In the absence of any kind of turnaround, Citigroup (C) is desperately trying to slim down and raise cash. Smith Barney may soon be sold, as well as its Mexican bank Banamex.
In the meantime, gigantic losses
WSJ: Citigroup is expected to post an operating loss of at least $10 billion when it announces fourth-quarter results on Jan. 22, say people familiar with the matter. This figure could change, they cautioned, as executives finish tallying the numbers. Citigroup’s quarterly net loss will be closer to $6 billion, due to a one-time gain of roughly $4 billion from the sale of its German retail-banking business, a deal that closed late last year.
Such a loss would be far worse than the $4.1 billion that Wall Street analysts are projecting. It is unclear whether the analysts’ projections accounted for sale of the German business.

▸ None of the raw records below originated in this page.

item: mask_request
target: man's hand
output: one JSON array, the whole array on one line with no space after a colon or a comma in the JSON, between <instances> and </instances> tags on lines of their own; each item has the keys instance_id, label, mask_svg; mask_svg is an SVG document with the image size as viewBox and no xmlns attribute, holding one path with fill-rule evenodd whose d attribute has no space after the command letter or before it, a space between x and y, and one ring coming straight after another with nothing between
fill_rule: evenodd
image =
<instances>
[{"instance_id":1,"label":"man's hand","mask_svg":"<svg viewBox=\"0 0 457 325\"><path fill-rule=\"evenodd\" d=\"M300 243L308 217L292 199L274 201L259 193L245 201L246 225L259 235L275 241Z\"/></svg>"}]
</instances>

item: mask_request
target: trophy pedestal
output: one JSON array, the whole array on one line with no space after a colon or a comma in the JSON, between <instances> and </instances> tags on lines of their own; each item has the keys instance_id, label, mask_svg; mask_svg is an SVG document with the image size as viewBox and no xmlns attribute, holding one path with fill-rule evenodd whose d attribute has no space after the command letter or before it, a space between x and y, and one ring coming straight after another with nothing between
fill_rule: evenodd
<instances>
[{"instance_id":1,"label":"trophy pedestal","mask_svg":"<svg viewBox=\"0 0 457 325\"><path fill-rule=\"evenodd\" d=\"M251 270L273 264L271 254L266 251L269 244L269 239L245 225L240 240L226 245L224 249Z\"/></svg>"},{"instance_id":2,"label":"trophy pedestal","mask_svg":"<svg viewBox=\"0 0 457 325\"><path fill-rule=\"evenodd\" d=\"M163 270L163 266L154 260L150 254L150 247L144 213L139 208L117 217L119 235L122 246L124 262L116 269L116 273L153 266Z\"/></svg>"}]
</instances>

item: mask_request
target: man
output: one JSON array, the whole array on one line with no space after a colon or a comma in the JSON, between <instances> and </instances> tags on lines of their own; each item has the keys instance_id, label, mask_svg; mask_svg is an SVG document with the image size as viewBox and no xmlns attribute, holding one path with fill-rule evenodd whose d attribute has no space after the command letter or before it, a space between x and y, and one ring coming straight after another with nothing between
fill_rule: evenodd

Meanwhile, the Citi board has “full confidence” Pandit, whatever that means.
We like Felix’s take:
Remember Jack Flack’s five levels of CEO hell? The fourth (“On The Ropes”) is when the board starts expressing confidence in the CEO; the fifth (“Dead Man Walking”) is “when the corporate flacks, who are typically the staunchest of the palace guard, refuse to comment instead of denying the fragility of their CEO’s job”. At that point, says Mr Flack, “the game is over”.